I'm reminded of a late summer afternoon when I was hoping to provide some clean up motivation. Clean up is a very difficult task that basically never ends around here and my helpers are not always willing or cooperative. Anyway, in a beauty-loving effort, I rallied the troops with the enticement of a fresh baked peanut butter brownie tea party, game and art time together if they would get the clean up done.
I was getting giddy and excited just thinking about what a sweet time we were going to have together and what fun memories we would make. But, they did not clean up. I presented my idea again with a cheerful voice and hoped they could hear how much I wanted them to make this happen so we could enjoy this together!

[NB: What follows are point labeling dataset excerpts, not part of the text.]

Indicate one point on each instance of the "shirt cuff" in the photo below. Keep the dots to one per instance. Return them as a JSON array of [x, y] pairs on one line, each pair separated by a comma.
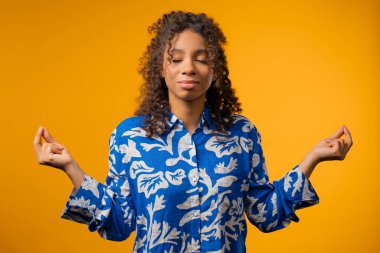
[[297, 192], [82, 204]]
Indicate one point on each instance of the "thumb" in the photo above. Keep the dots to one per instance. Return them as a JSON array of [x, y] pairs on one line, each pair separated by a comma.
[[337, 134]]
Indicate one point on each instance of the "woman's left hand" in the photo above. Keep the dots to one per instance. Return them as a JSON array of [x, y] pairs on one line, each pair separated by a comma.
[[334, 148]]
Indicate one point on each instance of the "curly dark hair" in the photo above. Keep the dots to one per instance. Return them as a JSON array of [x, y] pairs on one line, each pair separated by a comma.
[[220, 97]]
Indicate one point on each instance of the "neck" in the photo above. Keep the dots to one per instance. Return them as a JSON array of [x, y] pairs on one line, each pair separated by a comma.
[[189, 112]]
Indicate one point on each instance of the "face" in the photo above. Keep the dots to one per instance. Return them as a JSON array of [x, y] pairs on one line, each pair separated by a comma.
[[189, 74]]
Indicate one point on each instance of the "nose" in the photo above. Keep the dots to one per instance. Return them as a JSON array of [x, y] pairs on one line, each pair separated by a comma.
[[188, 67]]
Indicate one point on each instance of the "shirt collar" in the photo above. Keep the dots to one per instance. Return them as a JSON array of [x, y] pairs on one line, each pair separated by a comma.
[[206, 117]]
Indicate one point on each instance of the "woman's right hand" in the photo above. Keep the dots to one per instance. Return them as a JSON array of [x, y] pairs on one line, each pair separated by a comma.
[[51, 153]]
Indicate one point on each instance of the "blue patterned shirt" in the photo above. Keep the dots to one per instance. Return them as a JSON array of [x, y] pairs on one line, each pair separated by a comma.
[[185, 192]]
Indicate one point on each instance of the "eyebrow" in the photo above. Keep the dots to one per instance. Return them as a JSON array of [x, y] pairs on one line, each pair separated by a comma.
[[177, 50]]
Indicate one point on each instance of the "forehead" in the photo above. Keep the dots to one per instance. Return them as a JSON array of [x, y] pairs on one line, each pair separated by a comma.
[[187, 41]]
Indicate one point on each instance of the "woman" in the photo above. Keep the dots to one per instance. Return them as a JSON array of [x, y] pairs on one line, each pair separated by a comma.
[[186, 168]]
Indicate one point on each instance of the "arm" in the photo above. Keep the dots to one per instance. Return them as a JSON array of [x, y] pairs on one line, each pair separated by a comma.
[[109, 208], [272, 206]]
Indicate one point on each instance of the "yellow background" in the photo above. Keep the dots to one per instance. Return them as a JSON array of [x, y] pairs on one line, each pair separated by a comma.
[[301, 69]]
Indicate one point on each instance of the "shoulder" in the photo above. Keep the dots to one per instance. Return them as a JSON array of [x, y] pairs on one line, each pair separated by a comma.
[[243, 126], [242, 123]]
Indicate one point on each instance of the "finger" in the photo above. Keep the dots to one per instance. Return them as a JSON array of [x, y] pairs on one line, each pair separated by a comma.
[[37, 140], [337, 134], [348, 136], [48, 137]]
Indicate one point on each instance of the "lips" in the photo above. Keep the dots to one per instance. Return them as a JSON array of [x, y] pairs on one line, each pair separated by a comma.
[[188, 84]]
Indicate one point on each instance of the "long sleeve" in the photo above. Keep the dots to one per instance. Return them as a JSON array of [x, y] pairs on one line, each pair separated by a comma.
[[272, 206], [108, 209]]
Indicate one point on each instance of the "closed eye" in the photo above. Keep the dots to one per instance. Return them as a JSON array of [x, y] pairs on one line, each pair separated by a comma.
[[202, 61]]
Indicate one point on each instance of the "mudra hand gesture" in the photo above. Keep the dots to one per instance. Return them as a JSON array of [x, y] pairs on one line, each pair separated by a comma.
[[332, 148]]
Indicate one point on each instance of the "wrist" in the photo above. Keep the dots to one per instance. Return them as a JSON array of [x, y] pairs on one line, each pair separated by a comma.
[[71, 168]]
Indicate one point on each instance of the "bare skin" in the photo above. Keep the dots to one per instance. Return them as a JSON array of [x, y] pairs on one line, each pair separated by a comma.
[[188, 77]]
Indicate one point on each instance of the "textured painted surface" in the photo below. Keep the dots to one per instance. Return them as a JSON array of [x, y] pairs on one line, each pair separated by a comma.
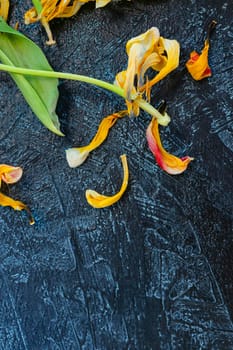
[[155, 270]]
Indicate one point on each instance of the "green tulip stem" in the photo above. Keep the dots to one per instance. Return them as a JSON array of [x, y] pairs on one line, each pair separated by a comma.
[[147, 107]]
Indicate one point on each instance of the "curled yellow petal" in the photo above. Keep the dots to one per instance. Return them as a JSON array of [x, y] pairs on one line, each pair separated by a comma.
[[77, 155], [4, 8], [138, 49], [168, 162], [10, 174], [6, 201], [197, 64], [97, 200], [169, 54]]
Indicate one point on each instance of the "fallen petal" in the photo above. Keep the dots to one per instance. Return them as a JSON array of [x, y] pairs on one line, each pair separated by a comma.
[[97, 200], [10, 174], [168, 162]]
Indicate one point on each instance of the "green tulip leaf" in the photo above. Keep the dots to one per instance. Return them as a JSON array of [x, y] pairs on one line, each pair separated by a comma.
[[41, 93]]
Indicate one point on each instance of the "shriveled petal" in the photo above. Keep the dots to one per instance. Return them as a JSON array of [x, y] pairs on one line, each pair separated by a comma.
[[168, 162], [102, 3], [6, 201], [4, 8], [198, 65], [76, 156], [151, 61], [97, 200], [10, 174], [137, 49], [170, 53]]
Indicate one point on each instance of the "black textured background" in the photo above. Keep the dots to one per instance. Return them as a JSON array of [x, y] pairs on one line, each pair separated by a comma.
[[155, 270]]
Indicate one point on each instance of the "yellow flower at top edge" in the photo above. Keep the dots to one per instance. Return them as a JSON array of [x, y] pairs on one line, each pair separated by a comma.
[[197, 64], [148, 50], [57, 9], [4, 8], [10, 175]]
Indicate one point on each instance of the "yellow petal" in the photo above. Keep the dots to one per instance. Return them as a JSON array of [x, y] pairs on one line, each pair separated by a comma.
[[171, 49], [97, 200], [77, 155], [6, 201], [4, 8], [168, 162], [10, 174], [198, 65], [102, 3], [137, 49]]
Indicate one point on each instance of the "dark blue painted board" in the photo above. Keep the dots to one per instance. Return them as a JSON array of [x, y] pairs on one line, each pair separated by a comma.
[[155, 270]]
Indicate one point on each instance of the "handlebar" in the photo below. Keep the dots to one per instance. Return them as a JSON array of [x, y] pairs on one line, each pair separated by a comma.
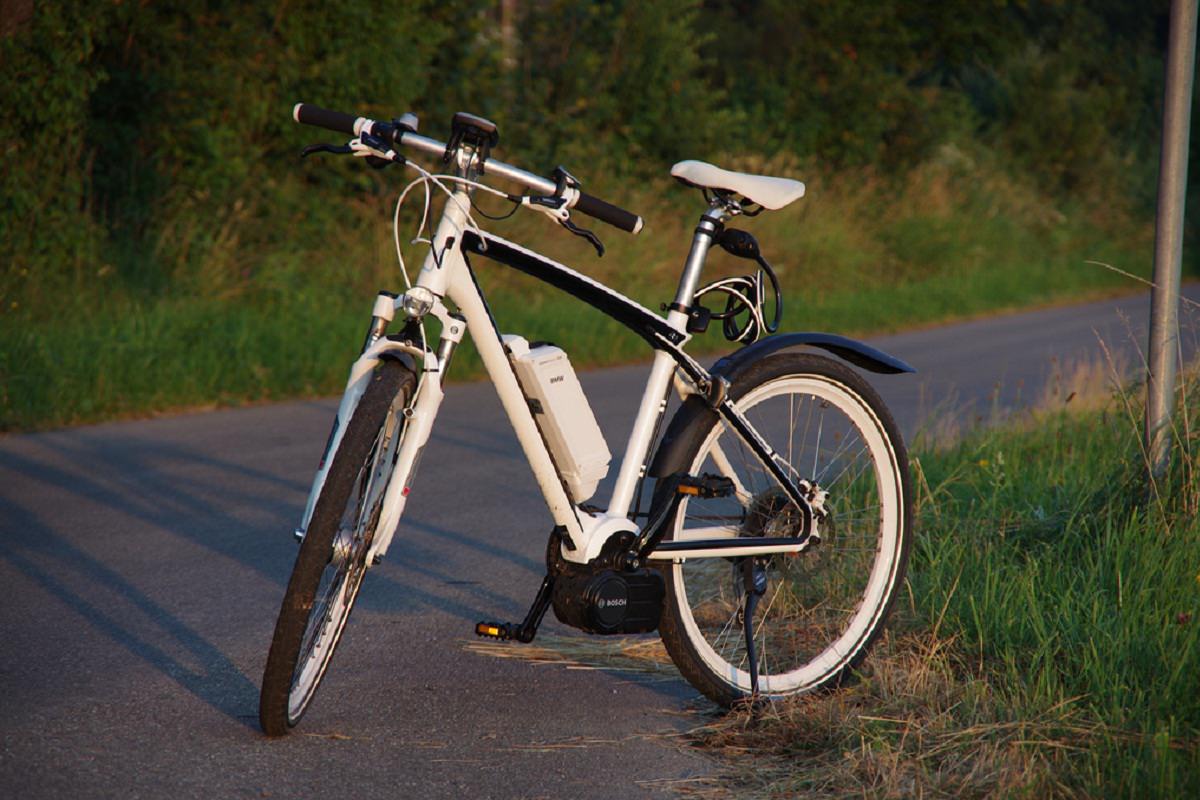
[[354, 126]]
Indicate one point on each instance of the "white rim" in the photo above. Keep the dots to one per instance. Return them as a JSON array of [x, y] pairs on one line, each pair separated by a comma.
[[880, 585], [305, 684]]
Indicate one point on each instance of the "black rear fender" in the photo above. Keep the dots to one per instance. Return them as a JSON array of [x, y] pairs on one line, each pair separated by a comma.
[[695, 410]]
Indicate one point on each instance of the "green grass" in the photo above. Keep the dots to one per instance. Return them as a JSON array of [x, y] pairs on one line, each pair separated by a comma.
[[270, 314], [1049, 644]]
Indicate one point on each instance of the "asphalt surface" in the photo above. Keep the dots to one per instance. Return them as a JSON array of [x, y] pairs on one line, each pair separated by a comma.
[[143, 565]]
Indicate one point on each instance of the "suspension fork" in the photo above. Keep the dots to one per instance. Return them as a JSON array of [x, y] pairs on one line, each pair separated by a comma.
[[418, 423]]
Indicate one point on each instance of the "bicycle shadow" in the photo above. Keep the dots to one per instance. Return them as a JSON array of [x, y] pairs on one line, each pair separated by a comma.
[[168, 495], [42, 557]]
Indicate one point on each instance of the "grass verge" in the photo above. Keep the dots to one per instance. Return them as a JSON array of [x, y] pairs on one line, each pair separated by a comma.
[[269, 319], [1050, 645]]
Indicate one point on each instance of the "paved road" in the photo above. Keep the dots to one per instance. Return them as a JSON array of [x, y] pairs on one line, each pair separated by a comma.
[[143, 564]]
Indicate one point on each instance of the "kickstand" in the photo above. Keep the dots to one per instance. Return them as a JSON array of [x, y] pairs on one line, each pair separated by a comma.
[[528, 627], [754, 582]]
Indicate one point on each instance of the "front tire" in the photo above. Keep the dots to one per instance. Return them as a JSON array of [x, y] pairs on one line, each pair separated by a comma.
[[825, 606], [331, 561]]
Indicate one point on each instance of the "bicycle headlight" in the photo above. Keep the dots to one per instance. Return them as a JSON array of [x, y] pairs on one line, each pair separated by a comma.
[[417, 302]]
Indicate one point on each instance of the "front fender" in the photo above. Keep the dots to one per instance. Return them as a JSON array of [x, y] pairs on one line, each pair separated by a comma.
[[670, 456]]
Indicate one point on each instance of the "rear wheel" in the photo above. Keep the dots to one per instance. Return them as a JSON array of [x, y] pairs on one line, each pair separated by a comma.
[[825, 606], [331, 561]]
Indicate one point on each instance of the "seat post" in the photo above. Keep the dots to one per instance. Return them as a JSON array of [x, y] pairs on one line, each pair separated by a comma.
[[706, 233]]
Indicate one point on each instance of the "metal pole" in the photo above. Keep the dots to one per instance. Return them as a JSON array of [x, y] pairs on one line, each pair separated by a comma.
[[1173, 181]]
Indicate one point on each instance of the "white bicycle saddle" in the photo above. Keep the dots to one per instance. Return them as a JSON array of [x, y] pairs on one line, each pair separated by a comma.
[[768, 192]]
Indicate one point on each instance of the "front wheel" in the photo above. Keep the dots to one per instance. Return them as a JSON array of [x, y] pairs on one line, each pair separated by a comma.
[[331, 561], [826, 605]]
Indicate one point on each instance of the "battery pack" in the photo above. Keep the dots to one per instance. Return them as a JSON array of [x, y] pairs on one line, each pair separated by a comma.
[[563, 415]]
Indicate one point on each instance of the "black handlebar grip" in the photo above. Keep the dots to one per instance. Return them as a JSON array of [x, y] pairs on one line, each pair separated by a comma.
[[615, 216], [323, 118]]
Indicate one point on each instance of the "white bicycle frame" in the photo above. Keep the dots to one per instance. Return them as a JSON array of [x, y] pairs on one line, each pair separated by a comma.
[[447, 275]]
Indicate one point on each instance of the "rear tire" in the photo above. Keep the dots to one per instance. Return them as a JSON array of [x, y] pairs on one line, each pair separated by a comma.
[[825, 606], [331, 561]]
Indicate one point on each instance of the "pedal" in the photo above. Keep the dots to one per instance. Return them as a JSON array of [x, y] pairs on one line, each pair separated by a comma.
[[526, 630], [501, 631], [706, 486]]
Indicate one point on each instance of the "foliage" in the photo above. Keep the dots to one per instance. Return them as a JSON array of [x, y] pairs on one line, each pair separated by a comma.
[[150, 156]]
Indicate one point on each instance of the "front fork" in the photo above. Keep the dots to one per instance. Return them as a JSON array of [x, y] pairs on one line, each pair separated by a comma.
[[419, 414]]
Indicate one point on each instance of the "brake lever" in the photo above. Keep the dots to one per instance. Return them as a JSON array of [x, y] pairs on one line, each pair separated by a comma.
[[555, 208], [587, 234], [325, 148]]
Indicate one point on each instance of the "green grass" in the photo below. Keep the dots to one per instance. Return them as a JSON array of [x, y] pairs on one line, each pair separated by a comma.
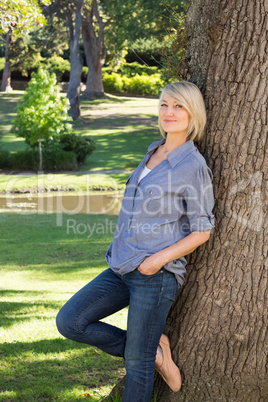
[[42, 265], [122, 128]]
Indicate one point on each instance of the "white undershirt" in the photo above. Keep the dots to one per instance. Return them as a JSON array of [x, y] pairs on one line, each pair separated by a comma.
[[144, 172]]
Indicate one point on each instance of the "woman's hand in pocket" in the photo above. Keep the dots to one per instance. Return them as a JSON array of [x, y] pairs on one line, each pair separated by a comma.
[[151, 265]]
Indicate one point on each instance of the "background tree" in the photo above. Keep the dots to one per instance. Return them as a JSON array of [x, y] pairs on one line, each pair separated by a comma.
[[71, 13], [17, 19], [141, 26], [43, 115], [93, 40], [218, 325]]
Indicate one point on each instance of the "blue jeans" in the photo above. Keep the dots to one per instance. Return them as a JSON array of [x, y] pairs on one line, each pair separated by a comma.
[[149, 299]]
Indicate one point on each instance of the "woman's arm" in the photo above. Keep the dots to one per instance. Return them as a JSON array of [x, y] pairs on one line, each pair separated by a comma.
[[183, 247]]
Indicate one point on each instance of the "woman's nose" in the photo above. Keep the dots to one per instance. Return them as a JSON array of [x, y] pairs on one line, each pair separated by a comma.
[[169, 111]]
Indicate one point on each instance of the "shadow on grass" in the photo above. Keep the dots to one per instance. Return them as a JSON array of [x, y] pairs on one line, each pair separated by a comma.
[[109, 99], [56, 370], [16, 312]]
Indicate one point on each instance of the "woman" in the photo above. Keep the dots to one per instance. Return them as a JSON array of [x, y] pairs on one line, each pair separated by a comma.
[[165, 215]]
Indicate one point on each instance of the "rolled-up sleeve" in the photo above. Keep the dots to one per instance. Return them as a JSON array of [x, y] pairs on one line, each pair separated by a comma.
[[199, 200]]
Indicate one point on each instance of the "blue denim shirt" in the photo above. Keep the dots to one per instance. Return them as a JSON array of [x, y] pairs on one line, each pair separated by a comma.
[[170, 202]]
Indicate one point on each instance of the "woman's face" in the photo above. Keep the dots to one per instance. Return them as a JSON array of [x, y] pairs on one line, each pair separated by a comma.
[[174, 117]]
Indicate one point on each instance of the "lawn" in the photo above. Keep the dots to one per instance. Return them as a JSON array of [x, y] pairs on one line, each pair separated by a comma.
[[122, 128], [43, 262], [42, 265]]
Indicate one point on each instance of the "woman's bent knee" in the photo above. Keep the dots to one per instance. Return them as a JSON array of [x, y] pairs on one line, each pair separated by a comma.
[[64, 324]]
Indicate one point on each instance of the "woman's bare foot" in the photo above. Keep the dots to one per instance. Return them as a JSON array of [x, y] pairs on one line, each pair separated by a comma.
[[166, 366]]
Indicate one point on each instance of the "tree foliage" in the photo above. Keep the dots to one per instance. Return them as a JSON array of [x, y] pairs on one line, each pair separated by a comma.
[[43, 115], [19, 16]]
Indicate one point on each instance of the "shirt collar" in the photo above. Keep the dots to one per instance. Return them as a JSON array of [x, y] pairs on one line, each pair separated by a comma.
[[178, 154]]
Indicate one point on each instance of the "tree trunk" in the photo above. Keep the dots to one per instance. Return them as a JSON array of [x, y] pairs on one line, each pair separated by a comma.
[[40, 155], [95, 53], [6, 79], [218, 324], [74, 87]]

The second time did not work either, and we never had the warm brownies with milk tea party, game and craft. I was so sad and disappointed. I was disappointed that they did not care. Disappointed that they did not value my idea enough to want to enjoy it together. Disappointed and discouraged.
I made my own beauty and curled up with an inspiring read. But, this reminded me that beauty can be misunderstood, under valued and even ignored. These thoughts towards beauty hurt me because I love and value it so much - but I have to remind myself that not everyone does.
My children were not out to see how hurtful they could be. They were being children, dilly dallying and playing and not wanting to clean up. The same is likely true of others as well, if I feel like they don't value beauty as much as I do - perhaps they don't. We're not all wired the same and that's ok. And, I think it is also ok that I do value beauty and do value the effort put into it. I think it is ok that it may hurt my feelings if beauty isn't valued as long as I don't dwell on that or let it bring me down.
This is the risky part of sharing those deep parts of ourselves. We may be misunderstood. We may be dismissed. But, it strikes me as pure beauty when we stand in the face of that and continue to enjoy and be passionate about those things that make us tick.
Photos: Other beauty not always valued as seen on a recent trip to the Botanical Gardens.